This has a reputation as a cult-classic UK gangster film but that's only the first 45 minutes. James Fox is surprisingly good as a psychopathic Cockney heavy working for the London mob, who enthusiastically spreads fear and havoc among victims from across the social classes.
The rest is a hallucinatory trip into his heart of darkness as he bunks up in the peeling Bohemian digs of Mick Jagger's fading hippy rock star. And it becomes an arthouse dreamscape about identity. The performers change under each other's influence, and their sexuality blurs.
All this owes more to Ingmar Bergman's Persona (1966) than the Krays. Though it is violent. Donald Cammell's quotable script seems to be written under the influence of Joe Orton, with its cheeky, threatening non-sequiturs. Nicolas Roeg was responsible for the psychedelic head-movie visuals.
The studio apparently expected The Rolling Stones version of A Hard Day's Night (1964) and were shocked by the realistic grime, sleaze and sexual content. And it is pretty scuzzy! This is Notting Hill well before gentrification. It's an ultra-hip period piece which has gained a devoted following over time.
Performance is a wild, kaleidoscopic exploration of identity, power, and decadence. Mick Jagger’s enigmatic Turner blurs the lines between rock star persona and character in a way that feels both natural and surreal. James Fox is equally impressive, shedding his polished, upper-class image to deliver a tightly wound, transformative performance as Chas, a violent gangster spiralling into an existential crisis. The film’s fragmented narrative is complemented by its use of psychedelic visuals, which create an immersive and intoxicating atmosphere. However, it sometimes prioritises style over clarity, making the experience more disorienting than cohesive.

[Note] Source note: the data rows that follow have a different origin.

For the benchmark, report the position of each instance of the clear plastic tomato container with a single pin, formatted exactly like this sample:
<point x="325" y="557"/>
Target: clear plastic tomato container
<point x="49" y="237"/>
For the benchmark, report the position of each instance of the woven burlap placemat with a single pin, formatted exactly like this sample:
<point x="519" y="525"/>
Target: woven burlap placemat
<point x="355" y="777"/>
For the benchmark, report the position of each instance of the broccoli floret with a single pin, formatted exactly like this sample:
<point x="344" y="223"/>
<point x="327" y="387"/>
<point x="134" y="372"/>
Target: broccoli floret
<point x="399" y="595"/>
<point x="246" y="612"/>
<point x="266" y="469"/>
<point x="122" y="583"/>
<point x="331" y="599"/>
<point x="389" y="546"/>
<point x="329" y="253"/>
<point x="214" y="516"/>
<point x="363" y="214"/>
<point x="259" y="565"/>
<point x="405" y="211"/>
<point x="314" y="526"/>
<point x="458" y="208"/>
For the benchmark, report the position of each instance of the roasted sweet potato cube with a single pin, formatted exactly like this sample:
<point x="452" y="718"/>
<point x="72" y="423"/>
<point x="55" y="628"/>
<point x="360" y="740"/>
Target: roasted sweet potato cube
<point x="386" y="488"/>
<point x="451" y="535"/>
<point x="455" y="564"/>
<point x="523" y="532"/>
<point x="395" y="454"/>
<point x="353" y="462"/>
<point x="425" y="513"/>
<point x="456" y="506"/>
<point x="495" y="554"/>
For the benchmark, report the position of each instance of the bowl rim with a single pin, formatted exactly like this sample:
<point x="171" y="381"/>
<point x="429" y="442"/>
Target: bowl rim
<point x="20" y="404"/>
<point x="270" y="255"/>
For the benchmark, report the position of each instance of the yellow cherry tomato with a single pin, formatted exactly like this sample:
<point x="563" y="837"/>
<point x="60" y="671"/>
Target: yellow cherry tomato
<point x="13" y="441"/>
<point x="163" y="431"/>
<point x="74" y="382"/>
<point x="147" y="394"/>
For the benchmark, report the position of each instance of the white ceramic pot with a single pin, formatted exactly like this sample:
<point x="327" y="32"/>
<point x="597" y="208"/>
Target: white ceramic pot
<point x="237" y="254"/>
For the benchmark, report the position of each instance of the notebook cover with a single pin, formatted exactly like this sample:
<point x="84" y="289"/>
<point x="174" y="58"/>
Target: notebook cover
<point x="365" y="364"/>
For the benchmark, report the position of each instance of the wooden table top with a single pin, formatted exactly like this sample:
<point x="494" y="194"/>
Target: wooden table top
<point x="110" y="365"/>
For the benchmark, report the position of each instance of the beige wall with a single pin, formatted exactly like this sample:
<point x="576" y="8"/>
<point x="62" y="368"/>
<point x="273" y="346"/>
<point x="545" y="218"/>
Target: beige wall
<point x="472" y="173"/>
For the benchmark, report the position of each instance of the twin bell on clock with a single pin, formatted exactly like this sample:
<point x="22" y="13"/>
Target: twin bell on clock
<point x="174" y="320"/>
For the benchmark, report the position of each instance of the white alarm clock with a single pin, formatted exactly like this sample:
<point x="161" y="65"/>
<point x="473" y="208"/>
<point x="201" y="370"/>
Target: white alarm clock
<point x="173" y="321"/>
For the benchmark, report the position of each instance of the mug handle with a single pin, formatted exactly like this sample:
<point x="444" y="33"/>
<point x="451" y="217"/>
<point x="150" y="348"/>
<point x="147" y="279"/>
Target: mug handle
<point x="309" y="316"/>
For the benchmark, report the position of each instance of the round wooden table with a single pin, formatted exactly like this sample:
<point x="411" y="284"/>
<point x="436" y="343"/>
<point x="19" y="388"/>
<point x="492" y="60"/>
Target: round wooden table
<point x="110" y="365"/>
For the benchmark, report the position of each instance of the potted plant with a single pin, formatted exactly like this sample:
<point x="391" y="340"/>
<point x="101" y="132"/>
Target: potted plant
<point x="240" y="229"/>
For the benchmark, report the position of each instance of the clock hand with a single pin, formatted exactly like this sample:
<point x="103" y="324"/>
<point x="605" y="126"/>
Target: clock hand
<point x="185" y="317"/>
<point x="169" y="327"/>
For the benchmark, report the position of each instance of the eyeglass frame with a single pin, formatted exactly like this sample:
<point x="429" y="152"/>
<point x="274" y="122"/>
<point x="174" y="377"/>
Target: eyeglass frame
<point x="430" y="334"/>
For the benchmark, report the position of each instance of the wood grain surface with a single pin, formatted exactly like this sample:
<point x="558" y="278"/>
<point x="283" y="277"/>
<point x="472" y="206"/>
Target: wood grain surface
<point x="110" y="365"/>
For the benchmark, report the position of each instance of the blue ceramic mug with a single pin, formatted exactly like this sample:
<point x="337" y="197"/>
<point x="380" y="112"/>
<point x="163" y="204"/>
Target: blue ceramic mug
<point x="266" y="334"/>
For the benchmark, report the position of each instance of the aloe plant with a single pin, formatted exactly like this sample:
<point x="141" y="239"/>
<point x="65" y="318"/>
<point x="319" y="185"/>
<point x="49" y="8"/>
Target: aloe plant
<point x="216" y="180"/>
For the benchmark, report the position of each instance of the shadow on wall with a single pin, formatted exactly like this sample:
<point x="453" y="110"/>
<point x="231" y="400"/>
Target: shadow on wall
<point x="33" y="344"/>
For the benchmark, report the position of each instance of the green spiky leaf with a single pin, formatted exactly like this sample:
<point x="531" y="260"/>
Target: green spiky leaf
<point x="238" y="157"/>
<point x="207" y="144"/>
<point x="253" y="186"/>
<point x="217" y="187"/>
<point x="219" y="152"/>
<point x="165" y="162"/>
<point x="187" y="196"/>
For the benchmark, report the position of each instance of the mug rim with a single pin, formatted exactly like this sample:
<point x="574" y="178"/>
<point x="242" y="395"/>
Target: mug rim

A strange, enigmatic and almost experimental film marked by the directorial debut of Nicolas Roeg who shared the director's chair with writer Douglas Cammell. Very controversial at the time due to the graphic sex and the drug taking it's rumoured the studio was expecting a sort of Rolling Stones version of A Hard Day's Night (1964) and held back the release for a couple of years over the weird narrative and graphic nature of the images. Viewed today it's a bizarre film with James Fox playing an East End crime enforcer who falls foul of his mob bosses and goes into hiding. He ends up as a lodger to a bohemian rock musician (Mick Jagger) and his two girlfriends (Anita Pallenberg & Michèle Breton) who introduce him to a new experience of drugs and free love. Story wise it's a weak film and is more appreciated for its striking pop art imagery and off kilter narrative. Various British character actors better known for their TV work pop up in various roles too but this is mainly a film to see out of interest that anything else. You'll either by absorbed by the whole thing for quickly dismiss it as an interesting experiment of the time.